The Multi-State Information Sharing and Analysis Center (MS-ISAC), a not-for-profit organization that scans the Internet looking for illicit activity, had initially informed MOREnet security staff of the compromise, and MOREnet in turn notified campus IT staff.
Unauthorized access was gained through the system's Web based application which had been developed several years ago to facilitate the receipt of applications and process the reviews of research proposals and did not have safeguards which current applications have to ward off increased threats from the Internet.
Users of the system whose names, addresses, Social Security numbers and passwords used to access the system could have been obtained by third parties have been notified of the unauthorized access with instructions on how to monitor their credit reports for suspicious activity and how to address concerns about their password.
For users whose names, addresses and passwords could have been obtained by third parties, an e-mail was sent providing instructions on how to manage the possible compromise of their passwords.
If you are certain you have used the system, but did not receive a letter or an e-mail, contact kanatzars@umsystem.edu or at (573) 882-1714.
The system assigned a random password to each authorized user. The system also provided each user an option to change the password.
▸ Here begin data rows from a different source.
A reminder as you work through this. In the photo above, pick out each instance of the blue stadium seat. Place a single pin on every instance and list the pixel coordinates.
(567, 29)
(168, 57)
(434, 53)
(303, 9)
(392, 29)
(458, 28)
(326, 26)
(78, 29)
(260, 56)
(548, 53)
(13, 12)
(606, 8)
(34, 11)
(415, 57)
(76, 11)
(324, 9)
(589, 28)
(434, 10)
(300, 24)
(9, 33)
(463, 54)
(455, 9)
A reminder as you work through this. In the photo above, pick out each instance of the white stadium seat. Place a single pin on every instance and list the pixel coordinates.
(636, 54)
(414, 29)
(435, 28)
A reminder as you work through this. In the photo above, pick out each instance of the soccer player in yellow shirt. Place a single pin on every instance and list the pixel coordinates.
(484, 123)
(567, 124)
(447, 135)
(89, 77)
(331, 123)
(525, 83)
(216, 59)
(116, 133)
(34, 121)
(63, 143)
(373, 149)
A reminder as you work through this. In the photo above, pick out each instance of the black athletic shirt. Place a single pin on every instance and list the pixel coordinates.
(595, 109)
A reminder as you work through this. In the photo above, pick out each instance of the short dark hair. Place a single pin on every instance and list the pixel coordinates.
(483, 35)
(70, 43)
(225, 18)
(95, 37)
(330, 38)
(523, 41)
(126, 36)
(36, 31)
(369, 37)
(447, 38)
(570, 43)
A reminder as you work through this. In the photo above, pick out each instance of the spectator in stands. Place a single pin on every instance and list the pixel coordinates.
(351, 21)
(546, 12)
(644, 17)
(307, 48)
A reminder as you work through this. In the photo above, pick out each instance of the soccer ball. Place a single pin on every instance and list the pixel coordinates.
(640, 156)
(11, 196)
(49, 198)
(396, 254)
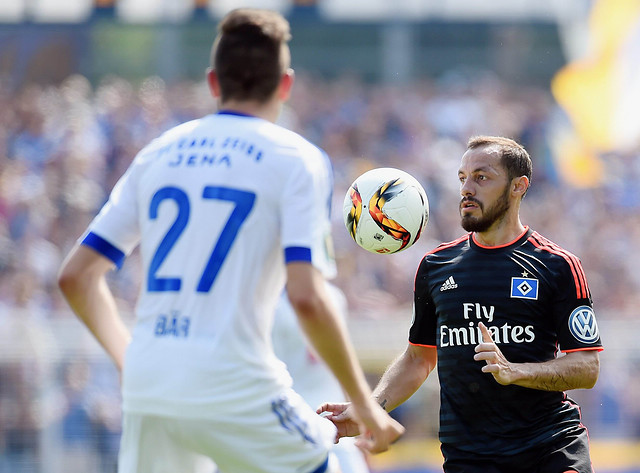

If you did not change your randomly generated password, no actions need to be taken since the system has been disabled and the passwords will not be used on the system again.
If you changed your password, and the new password was the same as the password you use to access other electronic systems, you should change your password on those systems immediately. In particular, if you used this same password to access any personal financial systems such as online banking, you should check with the providers of those systems to determine if your account has been accessed without your knowledge. If you find suspicious activity on any personal financial systems you used, you should visit the site at http://www.ago.mo.gov/publications/idtheft.htm.
If/when you change your passwords, we strongly suggest that you do not use the same password to access work related systems as you use for personal on-line systems.
You can go to the Missouri Attorney General’s website on identity theft at http://www.ago.mo.gov/publications/idtheft.htm, and on the Federal Trade Commission’s website on identity theft at http://www.ftc.gov/bcp/edu/microsites/idtheft.
The old system has been completely disabled and the University is working to establish a different process for the current grant competition. Contact Sam Kanatzar at kanatzars@umsystem.edu or at (573) 882-1714.
The University has and will continue to work diligently to secure its computer systems and information resources. All companies or organizations using the Internet to serve their customers face this challenge. The University of Missouri follows industry standards to keep its computer systems secure from hackers.
The system was put on-line in February of 2002. If you submitted a grant application to the University Research Board, were a reviewer or otherwise interacted with the board prior to February 2002, your submission is not contained in the system.